O primeiro Gothic, lançado em 2001, sempre foi um RPG cultuado por seu mundo denso e interações com NPCs à frente do seu tempo. Com o passar dos anos e a incompatibilidade crescente com hardwares modernos, o jogo se tornou um candidato natural para um remake. Agora, Gothic 1 Remake chega trazendo o título para uma era quase contemporânea em termos de apresentação e controles, mas sem mexer em muito mais. Isso é uma faca de dois gumes: é ótimo porque Gothic já exigia um nível maior de engajamento e imersão, recusando-se a segurar a mão do jogador de uma forma que ainda ressoa em 2026 – mas seus próprios lampejos de brilho são regularmente desafiados pela baixa qualidade da história, pelo ritmo inconsistente das missões e pelo combate raso, e nada disso mudou.

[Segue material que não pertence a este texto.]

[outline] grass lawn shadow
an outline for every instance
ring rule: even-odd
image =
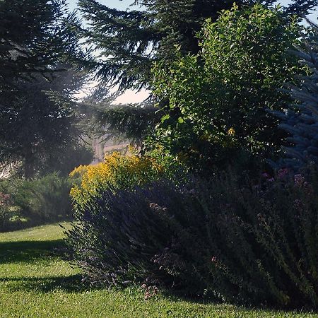
[[[29,263],[39,259],[58,256],[57,249],[63,247],[63,240],[0,242],[0,264]]]
[[[0,284],[4,284],[11,291],[41,291],[48,293],[53,290],[64,290],[67,293],[81,293],[89,288],[83,284],[81,275],[69,276],[47,277],[3,277]]]

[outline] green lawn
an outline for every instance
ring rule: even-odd
[[[81,285],[78,271],[57,254],[63,237],[57,225],[0,233],[0,317],[318,317],[163,295],[145,300],[136,288],[89,290]]]

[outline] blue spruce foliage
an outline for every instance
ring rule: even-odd
[[[294,171],[309,165],[318,165],[318,26],[311,23],[312,33],[305,42],[305,49],[296,54],[310,72],[302,76],[301,84],[290,86],[290,94],[297,102],[285,112],[276,112],[281,128],[290,133],[290,146],[284,148],[279,167]]]

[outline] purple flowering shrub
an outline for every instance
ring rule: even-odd
[[[316,176],[227,172],[106,191],[76,211],[72,259],[93,284],[318,307]]]

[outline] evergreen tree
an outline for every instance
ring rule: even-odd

Quem jogou Gothic logo depois de The Elder Scrolls 3: Morrowind, como fez este revisor, logo identificou similaridades: ambos são mundos densos feitos para se perder, com muitos mistérios e inimigos. Mas há uma diferença crucial: Morrowind convidava e encorajava o jogador a cumprir seu destino como herói, enquanto Gothic simplesmente não se importava com a sobrevivência, o progresso ou a diversão do jogador. Ironicamente chamado de Herói, o protagonista passa grande parte da primeira metade do jogo sentindo-se tudo menos isso. Desde o momento em que é jogado na Colônia – um campo de trabalho e prisão a céu aberto cercado por uma barreira mágica de mão única – o jogador enfrenta tribulações que vão desde o clima político complicado até pequenas criaturas que podem matá-lo com um golpe se não tomar cuidado.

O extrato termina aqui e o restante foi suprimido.